As you know, in generative phonology the answers to counterevidence like this are to claim that they manage to exist due to being created by higher-ranked rules or constraints, or phonology making direct reference to morphology, or due to “loanword phonology”. But this goes fast into at least one of positing somewhat ad hoc and seemingly unlearnable underlying forms, requiring more exclusively phonological machinery than I am comfortable assuming, and requiring unrealistic amounts of cognitive processing. (For the last point, bear in mind the boundary condition that the human brain only operates at about 10 Hz.

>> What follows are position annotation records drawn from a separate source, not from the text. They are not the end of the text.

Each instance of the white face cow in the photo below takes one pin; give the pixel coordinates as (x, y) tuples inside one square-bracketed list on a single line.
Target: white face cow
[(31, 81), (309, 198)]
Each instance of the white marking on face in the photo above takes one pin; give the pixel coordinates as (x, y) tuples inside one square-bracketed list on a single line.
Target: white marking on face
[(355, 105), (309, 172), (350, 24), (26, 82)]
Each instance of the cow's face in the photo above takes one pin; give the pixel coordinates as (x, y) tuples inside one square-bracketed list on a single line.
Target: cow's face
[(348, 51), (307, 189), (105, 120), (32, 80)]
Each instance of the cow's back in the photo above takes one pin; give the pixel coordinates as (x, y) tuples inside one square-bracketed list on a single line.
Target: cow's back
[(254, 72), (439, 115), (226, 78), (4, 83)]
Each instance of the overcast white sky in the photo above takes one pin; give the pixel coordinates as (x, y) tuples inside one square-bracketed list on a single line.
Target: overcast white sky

Highly serial derivation of anything at all is probably experimentally disprovable in most cases.)
On the other hand, while the distribution of strong and weak grade forms probably should be accounted for via some kind of grammatical rule(s), it does seem entirely possible to me to consider the existence of the two grades Mikko- : Miko- (or any other recent cases like netti : neti-) to be lexicalized and originally analogical. Most likely not one-on-one proportional analogy though (this would fail to explain why geminate gradation remains far more productive than qualitative gradation), as much as something like overarching root-and-pattern analogy, a process that must be surely invoked at least to explain the origin of completely unetymological gradation patterns like blogata : bloggaa (and yet still lagata : lagaa, etc.) These and qualitative gradation likewise establish that at least some weak/strong grade pairs in Finnish are lexicalized anyway.
All this is about at least marginally opaque rules though. Entirely surface-faithful phonological rules surely could be still modelled as basically just allophonic. I believe this puts me close to e.g. Donegan & Stampe’s theory of Natural Phonology or Manaster Ramer’s Broad Phonology. — Do you perhaps mean to suggest the existence of phonological rules that are fully regular but also not allophonic?